It's interesting to me how hard we are on ourselves.
We see what appears to be perfection all around us. Magazine racks are full of it; most people only post, instagram, and tweet their best moments, not their worst. And as a result we often find ourselves feeling inadequate.
As Steven Furtick would say, we compare our worst moments to everyone else's highlight reels.
I make a list of things I want to get done every single week and every single day, and ultimately many items on the list get put onto the next week's list.
So is life.
We're human. We're not perfect. And sometimes we sit on the couch too long; sometimes we hit snooze too many times; sometimes we eat double chocolate chunk cookies instead of bananas.
But why are we so hard on ourselves?
I'd like to advocate that we can find peace and joy in the imperfect lives we live.
I'm over perfection. Done with that. I used to beat myself up about not getting it all done.
I'm learning that when the important things get done the little things don't matter as much. They'll get done. Eventually. And I'm not going to beat myself up about them.
I'm also learning that I am most happy when I'm doing what I feel like I was made to do.
I'm happiest when I'm strong physically, when I'm in His word, when my family is 1st on the list.
When I'm not strong, and connected to the Word and putting my family first, I feel guilty, frazzled, and unhappy.

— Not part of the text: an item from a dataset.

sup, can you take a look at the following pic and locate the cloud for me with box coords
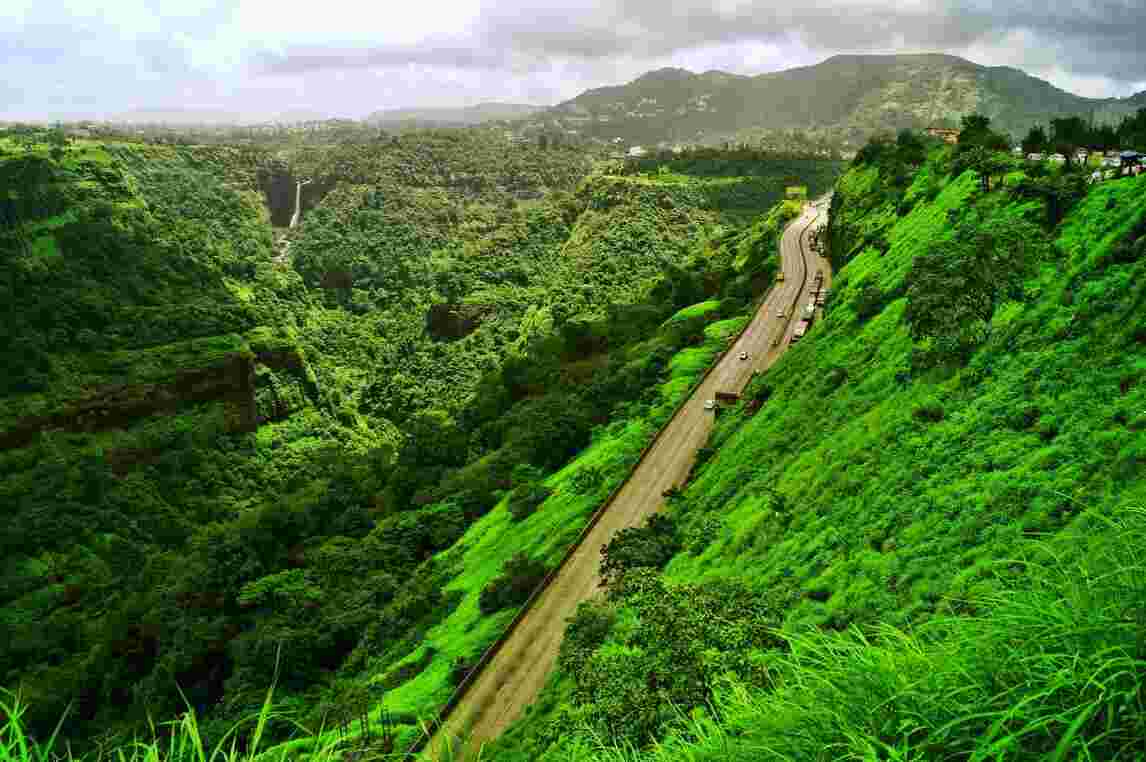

Joy and peace exist when you're doing what you feel the Lord has called you to do, and when you're not too worked up about everything else.
Just a little joy and peace in an imperfect life on a day that made an imperfect life okay.
Today, I am incredibly grateful for a man who died so that I could live. Typing it brings tears to my eyes. To love someone that much is amazing. And he loved me and he loved you enough to die for us thousands of years ago.
Today I'm grateful that because of the cross I can find peace and joy in imperfection. What a glorious, glorious day.